En mai 2022, le ministère de l’intérieur avait adopté pour les élections législatives une circulaire qui ne retenait pas la nuance NUPES : par une ordonnance du 7 juin 2022, le Conseil d’Etat a suspendu cette circulaire et a enjoint le ministère à ce que la nuance NUPES soit consacrée, constatant une erreur manifeste d’appréciation de la part du Gouvernement « eu égard à l’objet du nuançage », considérant qu’ « il résulte de l’instruction que pour les élections législatives des 12 et 19 juin 2022, la coalition NUPES rassemble les principaux partis et formations politiques d’opposition situés à gauche de l’échiquier politique français, autour d’un programme partagé de gouvernement et des candidatures uniques dans l’ensemble des circonscriptions électorales. Ce rassemblement constitue un courant politique qui participe à la structuration du débat électoral en vue des élections législatives de 2022. Dans ces conditions, l’absence de comptabilisation, sous une nuance unique, des suffrages qui se porteront sur les candidats soutenus par la coalition « NUPES », alors que les suffrages portés sur les candidats des partis et formations composant la majorité présidentielle seront comptabilisés sous la seule nuance « Ensemble ! » (…), est susceptible de porter atteinte à la sincérité de la présentation des résultats électoraux à l’issue des deux tours de scrutin » (CE, ord., n°464414, 7 juin 2022).

En revanche, pour les élections sénatoriales de 2023, le Conseil d’Etat avait considéré que le ministère de l’intérieur n’avait pas commis d’erreur manifeste d’appréciation en qualifiant le RN dans le bloc de clivage d’extrême droite dans le cadre des élections sénatoriales (CE, 11 mars 2024, n°488378). Si l’arrêt ne disait rien des critères retenus, la rapporteure publique en voyait trois : le rattachement au groupe « Identité et démocratie » au Parlement européen, les positions sur l’immigration et sur la préférence nationale de la part de différents candidats. Le juge évite cependant d’être trop explicite sur les critères qu’il utilise dans son contrôle, pour éviter de tomber dans une analyse politique relevant, sous le contrôle de la seule erreur manifeste d’appréciation, du ministère.

La qualification retenue par le ministère de l’intérieur pourrait-elle être remise en cause par le juge ?

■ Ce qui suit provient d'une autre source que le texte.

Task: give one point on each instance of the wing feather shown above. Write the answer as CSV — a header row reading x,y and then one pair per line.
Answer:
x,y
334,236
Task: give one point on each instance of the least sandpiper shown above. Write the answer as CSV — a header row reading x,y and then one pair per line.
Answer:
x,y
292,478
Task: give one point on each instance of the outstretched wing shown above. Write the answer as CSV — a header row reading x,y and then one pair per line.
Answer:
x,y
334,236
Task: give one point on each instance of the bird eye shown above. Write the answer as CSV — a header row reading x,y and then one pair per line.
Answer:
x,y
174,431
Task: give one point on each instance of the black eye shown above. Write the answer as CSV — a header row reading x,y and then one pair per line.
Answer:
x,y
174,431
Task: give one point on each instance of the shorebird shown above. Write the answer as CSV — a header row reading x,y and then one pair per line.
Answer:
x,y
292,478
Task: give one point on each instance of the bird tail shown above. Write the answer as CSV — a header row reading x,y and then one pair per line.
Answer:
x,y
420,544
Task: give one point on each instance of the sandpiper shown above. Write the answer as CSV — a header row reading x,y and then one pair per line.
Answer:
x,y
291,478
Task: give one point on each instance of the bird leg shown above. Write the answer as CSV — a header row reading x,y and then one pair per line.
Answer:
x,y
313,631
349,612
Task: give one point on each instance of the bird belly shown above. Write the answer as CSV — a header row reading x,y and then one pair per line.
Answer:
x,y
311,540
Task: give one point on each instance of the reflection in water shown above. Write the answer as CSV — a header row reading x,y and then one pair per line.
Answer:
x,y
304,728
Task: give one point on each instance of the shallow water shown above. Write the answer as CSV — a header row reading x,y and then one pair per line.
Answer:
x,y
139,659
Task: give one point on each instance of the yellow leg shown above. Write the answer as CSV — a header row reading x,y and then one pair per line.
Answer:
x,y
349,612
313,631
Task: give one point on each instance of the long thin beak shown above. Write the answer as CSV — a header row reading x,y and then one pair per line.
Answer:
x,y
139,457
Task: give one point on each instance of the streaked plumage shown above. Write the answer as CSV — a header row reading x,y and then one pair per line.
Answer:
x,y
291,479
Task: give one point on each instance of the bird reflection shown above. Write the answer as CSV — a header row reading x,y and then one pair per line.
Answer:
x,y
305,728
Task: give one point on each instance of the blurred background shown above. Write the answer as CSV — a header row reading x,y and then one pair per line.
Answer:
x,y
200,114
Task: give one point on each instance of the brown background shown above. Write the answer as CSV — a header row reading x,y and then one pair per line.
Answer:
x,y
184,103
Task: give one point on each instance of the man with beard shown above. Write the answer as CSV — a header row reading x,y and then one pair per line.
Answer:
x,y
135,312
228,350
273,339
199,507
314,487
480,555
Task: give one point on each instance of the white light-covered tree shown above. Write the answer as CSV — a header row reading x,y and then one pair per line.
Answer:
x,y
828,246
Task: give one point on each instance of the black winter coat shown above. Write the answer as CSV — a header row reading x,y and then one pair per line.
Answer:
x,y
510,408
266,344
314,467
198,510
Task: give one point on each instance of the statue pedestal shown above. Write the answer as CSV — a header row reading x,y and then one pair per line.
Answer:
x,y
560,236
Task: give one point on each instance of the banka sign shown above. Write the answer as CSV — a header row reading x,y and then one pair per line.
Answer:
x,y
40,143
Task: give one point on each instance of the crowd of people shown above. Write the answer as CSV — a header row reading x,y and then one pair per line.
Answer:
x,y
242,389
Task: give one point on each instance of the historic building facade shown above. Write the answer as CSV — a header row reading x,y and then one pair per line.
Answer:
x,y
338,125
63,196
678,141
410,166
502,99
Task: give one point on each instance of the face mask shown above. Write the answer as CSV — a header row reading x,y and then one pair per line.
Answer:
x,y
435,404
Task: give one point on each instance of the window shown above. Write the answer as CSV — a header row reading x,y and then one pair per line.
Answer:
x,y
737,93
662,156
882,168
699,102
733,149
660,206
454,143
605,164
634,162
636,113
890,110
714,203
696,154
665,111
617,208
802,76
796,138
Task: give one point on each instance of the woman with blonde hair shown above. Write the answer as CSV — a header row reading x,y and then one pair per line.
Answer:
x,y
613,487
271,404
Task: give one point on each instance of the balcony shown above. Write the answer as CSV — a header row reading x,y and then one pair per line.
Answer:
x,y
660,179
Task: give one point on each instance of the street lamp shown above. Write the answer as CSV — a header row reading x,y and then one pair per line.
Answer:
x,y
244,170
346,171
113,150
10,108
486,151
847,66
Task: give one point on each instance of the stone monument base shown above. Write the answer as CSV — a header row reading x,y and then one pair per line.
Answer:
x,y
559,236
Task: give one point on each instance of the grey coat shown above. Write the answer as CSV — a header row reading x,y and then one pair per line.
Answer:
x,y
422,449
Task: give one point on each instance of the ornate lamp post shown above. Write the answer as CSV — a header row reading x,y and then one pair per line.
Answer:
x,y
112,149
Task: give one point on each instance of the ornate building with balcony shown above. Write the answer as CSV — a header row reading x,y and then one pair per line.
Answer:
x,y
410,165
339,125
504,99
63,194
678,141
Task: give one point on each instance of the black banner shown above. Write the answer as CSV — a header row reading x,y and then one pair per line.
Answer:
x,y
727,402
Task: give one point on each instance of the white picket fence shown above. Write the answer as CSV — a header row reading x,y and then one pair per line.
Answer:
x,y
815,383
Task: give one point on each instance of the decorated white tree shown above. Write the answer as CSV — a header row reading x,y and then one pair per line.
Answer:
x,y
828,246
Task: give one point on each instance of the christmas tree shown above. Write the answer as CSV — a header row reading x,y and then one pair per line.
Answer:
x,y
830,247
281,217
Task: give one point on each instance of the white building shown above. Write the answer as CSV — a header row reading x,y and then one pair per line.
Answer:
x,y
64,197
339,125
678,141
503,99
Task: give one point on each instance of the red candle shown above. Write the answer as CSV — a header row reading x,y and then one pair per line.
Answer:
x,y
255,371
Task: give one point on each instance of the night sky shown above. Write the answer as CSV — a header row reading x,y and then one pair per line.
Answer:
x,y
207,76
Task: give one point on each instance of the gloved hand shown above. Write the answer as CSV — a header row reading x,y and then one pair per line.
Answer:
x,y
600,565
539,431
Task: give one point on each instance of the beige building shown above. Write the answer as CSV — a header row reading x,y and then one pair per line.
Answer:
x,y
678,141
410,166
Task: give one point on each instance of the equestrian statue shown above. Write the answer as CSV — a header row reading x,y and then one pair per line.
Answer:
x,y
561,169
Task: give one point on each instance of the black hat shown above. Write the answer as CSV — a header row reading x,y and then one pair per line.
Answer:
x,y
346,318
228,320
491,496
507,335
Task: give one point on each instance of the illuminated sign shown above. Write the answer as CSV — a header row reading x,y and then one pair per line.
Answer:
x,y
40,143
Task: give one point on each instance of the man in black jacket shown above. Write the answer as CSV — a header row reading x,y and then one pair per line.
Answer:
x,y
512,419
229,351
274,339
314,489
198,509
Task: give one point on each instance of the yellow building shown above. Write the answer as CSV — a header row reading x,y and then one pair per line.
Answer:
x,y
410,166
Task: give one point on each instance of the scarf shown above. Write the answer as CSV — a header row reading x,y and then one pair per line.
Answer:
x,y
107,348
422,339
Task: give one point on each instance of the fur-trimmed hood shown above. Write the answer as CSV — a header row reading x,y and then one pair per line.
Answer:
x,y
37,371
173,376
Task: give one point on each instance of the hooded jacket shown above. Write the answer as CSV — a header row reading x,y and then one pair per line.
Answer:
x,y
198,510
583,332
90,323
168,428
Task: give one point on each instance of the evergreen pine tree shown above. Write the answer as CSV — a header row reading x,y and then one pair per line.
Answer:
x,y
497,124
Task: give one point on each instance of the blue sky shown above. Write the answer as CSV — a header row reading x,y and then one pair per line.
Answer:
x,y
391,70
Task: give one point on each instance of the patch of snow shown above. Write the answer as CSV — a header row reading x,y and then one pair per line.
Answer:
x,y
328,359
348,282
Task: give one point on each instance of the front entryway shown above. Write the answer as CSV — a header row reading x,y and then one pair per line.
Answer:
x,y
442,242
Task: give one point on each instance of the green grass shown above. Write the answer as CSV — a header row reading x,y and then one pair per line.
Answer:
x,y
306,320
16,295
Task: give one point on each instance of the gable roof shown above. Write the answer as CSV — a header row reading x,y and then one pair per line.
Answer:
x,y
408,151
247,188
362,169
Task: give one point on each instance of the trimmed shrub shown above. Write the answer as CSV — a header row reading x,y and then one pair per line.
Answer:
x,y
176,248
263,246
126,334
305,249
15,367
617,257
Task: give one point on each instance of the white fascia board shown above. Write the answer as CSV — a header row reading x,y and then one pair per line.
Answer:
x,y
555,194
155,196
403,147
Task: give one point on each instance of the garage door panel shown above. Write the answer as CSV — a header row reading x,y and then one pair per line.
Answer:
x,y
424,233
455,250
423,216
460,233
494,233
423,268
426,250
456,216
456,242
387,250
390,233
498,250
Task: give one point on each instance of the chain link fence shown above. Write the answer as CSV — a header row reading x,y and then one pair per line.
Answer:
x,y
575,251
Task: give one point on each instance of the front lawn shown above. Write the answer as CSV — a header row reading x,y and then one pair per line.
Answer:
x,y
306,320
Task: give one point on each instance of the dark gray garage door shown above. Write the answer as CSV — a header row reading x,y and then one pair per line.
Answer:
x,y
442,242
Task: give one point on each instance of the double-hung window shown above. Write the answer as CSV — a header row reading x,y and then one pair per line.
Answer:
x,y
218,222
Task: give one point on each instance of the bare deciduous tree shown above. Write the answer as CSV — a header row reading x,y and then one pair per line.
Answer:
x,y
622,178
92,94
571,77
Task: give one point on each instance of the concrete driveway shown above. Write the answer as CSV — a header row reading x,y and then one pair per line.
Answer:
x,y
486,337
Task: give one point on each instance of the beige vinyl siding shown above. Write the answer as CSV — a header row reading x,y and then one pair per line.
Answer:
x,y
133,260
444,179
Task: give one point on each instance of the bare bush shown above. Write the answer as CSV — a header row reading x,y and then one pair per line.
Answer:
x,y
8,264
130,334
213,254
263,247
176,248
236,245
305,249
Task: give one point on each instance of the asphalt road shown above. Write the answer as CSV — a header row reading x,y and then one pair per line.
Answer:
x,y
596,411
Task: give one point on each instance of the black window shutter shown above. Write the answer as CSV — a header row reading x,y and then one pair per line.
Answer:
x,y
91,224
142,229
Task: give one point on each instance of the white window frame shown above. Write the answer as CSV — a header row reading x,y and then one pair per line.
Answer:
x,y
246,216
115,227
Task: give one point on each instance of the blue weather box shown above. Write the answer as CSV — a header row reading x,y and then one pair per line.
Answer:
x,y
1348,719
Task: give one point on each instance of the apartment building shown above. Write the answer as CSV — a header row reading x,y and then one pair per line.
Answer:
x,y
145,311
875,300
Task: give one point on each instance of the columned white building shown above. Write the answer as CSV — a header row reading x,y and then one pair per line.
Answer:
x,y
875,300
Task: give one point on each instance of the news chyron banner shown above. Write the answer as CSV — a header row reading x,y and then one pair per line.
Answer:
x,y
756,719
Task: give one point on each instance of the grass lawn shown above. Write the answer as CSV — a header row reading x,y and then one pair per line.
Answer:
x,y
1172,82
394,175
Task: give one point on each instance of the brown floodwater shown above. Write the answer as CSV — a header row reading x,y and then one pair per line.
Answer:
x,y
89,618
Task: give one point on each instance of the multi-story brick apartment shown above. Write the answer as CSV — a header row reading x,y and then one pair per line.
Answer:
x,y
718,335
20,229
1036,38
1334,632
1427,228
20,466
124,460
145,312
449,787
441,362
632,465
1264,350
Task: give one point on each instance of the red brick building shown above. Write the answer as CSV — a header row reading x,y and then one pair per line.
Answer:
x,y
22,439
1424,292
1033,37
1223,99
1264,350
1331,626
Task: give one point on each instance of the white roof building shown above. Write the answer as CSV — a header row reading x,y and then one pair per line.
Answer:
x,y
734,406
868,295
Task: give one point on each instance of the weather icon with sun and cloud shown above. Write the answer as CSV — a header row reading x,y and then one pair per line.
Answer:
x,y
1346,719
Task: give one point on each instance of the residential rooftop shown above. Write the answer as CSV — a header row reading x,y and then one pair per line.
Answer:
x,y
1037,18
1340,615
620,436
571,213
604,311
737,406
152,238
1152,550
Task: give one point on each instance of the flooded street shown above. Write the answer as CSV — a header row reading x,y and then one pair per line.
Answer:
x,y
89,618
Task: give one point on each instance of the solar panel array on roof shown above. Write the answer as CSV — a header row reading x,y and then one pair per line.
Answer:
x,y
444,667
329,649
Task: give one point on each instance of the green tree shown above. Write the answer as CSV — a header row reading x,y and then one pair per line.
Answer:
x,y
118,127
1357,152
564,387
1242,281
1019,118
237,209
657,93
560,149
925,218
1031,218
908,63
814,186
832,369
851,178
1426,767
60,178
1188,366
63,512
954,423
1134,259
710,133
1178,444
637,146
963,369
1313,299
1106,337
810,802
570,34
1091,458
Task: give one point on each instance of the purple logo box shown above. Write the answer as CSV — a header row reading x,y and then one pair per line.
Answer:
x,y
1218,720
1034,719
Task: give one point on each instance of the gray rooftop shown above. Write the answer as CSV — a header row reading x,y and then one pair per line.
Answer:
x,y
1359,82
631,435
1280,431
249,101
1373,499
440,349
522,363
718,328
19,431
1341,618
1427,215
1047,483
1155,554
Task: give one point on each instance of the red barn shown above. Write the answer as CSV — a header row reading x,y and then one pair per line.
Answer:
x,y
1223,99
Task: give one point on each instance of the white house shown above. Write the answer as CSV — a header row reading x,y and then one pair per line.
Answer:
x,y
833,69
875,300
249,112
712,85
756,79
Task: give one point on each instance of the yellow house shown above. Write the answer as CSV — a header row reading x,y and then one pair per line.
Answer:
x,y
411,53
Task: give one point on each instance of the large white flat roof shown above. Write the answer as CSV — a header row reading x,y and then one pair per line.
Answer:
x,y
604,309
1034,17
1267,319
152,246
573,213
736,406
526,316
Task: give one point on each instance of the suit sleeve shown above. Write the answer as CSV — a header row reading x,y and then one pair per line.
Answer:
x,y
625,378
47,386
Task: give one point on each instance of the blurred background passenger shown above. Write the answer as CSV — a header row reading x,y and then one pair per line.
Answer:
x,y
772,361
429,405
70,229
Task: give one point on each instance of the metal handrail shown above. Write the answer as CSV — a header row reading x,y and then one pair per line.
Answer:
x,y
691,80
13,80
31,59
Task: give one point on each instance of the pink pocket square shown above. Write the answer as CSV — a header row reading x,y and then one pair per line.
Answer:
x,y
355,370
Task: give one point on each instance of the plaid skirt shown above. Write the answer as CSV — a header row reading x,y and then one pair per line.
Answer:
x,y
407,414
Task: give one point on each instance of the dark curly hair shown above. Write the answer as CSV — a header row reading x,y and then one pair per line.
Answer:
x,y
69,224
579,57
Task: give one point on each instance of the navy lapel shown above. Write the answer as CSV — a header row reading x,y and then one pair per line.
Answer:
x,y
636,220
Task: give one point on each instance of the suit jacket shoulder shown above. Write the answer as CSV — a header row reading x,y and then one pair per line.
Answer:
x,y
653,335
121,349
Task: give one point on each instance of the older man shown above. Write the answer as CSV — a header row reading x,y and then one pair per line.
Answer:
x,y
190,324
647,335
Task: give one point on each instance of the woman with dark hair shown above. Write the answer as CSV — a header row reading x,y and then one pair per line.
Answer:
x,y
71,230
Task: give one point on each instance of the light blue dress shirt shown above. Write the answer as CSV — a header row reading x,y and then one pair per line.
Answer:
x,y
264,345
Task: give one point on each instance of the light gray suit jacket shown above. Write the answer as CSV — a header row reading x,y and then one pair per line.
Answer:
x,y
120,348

Le juge ne contrôle que l’erreur manifeste d’appréciation du ministère, mais ne procède pas à sa place à la qualification. D’après la jurisprudence, il se fonde sur des faisceaux d’indices comme les alliances électorales avec d’autres partis, les idéologies, le positionnement au niveau du Parlement européen, etc.

En l’espèce, sans doute le ministère de l’Intérieur a-t-il constaté la volonté de nombreuses listes LFI de partir seules aux élections municipales, y compris avec des discours très critiques contre les majorités de gauche lorsque celles-ci étaient aux responsabilités dans la commune, et s’est-il appuyé sur les prises de position parfois très radicales de membres de LFI sur le plan international. Sur le plan des groupes européens, LFI siège dans le groupe La Gauche (GUE/GNL), alors qu’il existe des groupes Socialistes et Démocrates (S&D) et Les Verts (ALE). Du point de vue de l’analyse des élections municipales, et peut-être en tant que celles-ci présagent de la prochaine élection présidentielle, l’analyse réalisée par le ministère de l’intérieur peut-elle être qualifiée d’erreur manifeste d’appréciation ? Existe-t-il ou non, dans le contexte actuel, une sorte de parallélisme des formes entre le RN et LFI ? Si le Conseil d’Etat avait fait preuve d’une certaine audace en 2019 à propos de DLF et en 2022 à propos de la NUPES dans son contrôle de l’erreur manifeste d’appréciation, il semble être revenu à une approche plus prudente, plus classique, en 2023 à propos du RN. Autant que la question de fond, c’est donc la question de ligne jurisprudentielle du Conseil d’Etat en matière de nuances politiques qui se pose.